By John P. Desmond, AI Trends Editor
Machine learning has been used successfully in many disciplines that increasingly depend on it. However, the success relies on human machine learning experts to perform many tasks, according to an account on AutoML.org, a website of the community.
These tasks include: Preprocessing and cleaning the data; selecting and constructing appropriate features; selecting an appropriate model family; optimizing model hyper parameters; post-processing machine learning models; and critically analyzing the results.
The growth of machine learning applications has created a demand for off-the-shelf machine learning methods that can be used more easily and without necessarily expert knowledge. The goal is to progressively automate these manual tasks in what is being called AutoML.

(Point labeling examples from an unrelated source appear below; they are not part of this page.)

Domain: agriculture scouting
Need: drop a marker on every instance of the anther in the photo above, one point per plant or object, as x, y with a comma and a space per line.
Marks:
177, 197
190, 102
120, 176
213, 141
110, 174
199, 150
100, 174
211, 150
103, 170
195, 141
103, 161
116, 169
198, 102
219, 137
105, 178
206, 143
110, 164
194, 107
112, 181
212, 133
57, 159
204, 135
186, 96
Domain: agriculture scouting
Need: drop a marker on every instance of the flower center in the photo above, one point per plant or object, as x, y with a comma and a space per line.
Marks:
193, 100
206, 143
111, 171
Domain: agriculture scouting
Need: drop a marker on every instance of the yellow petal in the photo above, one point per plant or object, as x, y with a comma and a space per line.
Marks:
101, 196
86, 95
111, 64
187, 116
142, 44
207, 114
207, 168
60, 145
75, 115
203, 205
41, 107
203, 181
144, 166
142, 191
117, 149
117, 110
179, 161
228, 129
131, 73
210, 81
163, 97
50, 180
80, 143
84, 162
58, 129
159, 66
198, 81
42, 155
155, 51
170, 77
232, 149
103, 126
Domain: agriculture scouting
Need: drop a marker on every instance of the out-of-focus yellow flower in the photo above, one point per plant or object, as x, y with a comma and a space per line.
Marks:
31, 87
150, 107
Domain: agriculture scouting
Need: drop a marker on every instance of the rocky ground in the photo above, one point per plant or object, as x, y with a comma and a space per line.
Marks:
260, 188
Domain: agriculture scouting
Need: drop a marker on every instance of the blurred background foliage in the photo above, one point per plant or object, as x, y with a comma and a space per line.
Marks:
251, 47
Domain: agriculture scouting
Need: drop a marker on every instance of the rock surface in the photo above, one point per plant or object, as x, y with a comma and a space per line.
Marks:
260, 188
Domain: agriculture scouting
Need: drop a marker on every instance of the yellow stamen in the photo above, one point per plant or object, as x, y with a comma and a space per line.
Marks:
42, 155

Most companies offering AutoML solutions are positioning them as tools to increase the production of data scientists, and to simplify the process to make it more accessible to new AI developers, according to an account in Towards Data Science written by Justin Tennenbaum, a data scientist.
The machine learning field is trying to move away from “black box” models, and instead are trying simpler models that are easier to interpret. However, AutoML has the potential to exacerbate the problem of whether the model is introducing bias, by hiding the mathematics of the model and performing so many tasks in the background.
“If there is bias in the real world it can easily be increased by not accounting for it properly in the model,” Tennenbaum stated. “AutoML might cause more harm than good if we use it to fully automate the process. However, full automation is only the goal of a handful of researchers of companies and there is another side which might benefit the community greatly.”
These include tools that help with a quick overview of data and suggestions for what models and techniques are most effective, thus helping the data scientist save time. He cited TPOT, created by Epistasis Labs, an AutoML library in Python built on top of Scikit-Learn, a popular machine learning library. Its design is meant to quickly run analysis of the subject data and let the data scientist know which models, features, and parameters are more effective than others.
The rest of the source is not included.